Connor Fearon crossing the line into the hot seat. Very nearly the man of the day… until Gwin showed up chainless at the bottom of the hill.

In fact, ten races in the last four years have been won by less than a second, with the average margin coming in at around 1.7 seconds (although this could be a bit skewed by anomalies such as Gee’s bog run in Cairns, which gave a huge margin 4.2 seconds in freak conditions).

In the men’s field it’s as tight as Troy Brosnan’s trousers week-in, week-out. You can’t help but admire the level that all these guys are pushing to just to stay in touch.

Winning margins
Infogram

But what affects the winning margin? Where are the patterns? And does the conventional wisdom that easier tracks produce closer winning margins stand up to scrutiny?

Nicole burying herself within feet of the line

Yes and no. Leogang and Lenzerheide may be dominating the top three spaces but Vallnord, Meribel and Mont Sainte Anne all follow closely behind. In fact, all four of the most recent races in Quebec have been won by a smaller than average margin. Bear in mind this is the longest, fastest and one of the toughest tracks on the circuit, and it’s been heavily weather affected in recent times. The average winning margin here is half of that of Leogang since 2013.
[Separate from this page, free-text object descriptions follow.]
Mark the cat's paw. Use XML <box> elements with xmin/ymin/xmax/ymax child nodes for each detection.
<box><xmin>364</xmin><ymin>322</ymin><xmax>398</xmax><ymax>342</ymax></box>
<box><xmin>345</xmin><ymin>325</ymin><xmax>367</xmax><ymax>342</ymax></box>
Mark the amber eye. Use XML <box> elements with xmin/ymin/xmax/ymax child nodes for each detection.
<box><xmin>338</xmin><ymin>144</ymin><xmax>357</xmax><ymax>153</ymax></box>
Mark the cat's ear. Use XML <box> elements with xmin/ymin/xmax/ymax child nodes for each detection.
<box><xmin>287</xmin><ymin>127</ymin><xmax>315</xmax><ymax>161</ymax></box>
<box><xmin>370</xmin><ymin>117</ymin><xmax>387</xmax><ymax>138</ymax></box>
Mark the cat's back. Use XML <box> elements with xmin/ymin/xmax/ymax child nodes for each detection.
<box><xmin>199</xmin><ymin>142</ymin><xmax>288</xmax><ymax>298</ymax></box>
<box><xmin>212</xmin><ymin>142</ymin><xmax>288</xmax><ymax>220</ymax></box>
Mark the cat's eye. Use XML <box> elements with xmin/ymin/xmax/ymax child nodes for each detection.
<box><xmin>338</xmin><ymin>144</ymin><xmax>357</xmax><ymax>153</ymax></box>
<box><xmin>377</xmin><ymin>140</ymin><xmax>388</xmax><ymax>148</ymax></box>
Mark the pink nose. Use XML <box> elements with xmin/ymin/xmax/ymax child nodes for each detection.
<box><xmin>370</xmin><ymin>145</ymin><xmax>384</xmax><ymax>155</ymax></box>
Down the other end of things, Gee’s stellar performance in the Cairns monsoon muck gives him the biggest winning margin of the past few years but it’s in the mix with Lourdes, Windham, Fort Bill and Leogang. There really isn’t a strong pattern here…

Gee kept the white kit clean and he slayed the monstrous rainforest mudslide

It’s not just about first and second though, there’s a whole podium to fight for.

Podium Spread
Infogram

Looking at the numbers, on average you need to be within four seconds of the winning time to get on the box. Tight at the top.

Meribel ’14 crops up again as a tight one with just over a second separating Sam Hill in first and Gee in fifth. The steep, wide-open slopes in France produced an absolute stormer of a race. With so many variables, it’s tough to say where this came from but we’ve been wondering if it was to do with it being a new track that had everyone working out their own lines and exploits. Answers on a postcard please…

A super-tight top six from France ’14

From then on, it’s a similar story. Leogang and Lenzerheide are up there but so are Vallnord and Mont Sainte Anne. Down at the bottom, Leogang and Cairns occupy the same space as Lourdes, Val Di Sole and Vallnord and there are also entries from Lenzerheide and Windham in the bottom half.

So what are we getting at here? Well, yes, generally it seems that the closest races are happening on the ‘bike park style’ tracks, but it’s certainly no rule. In a sport where so much can go wrong, and so much can go right, at any moment, there’s far more that goes into close racing than race tracks.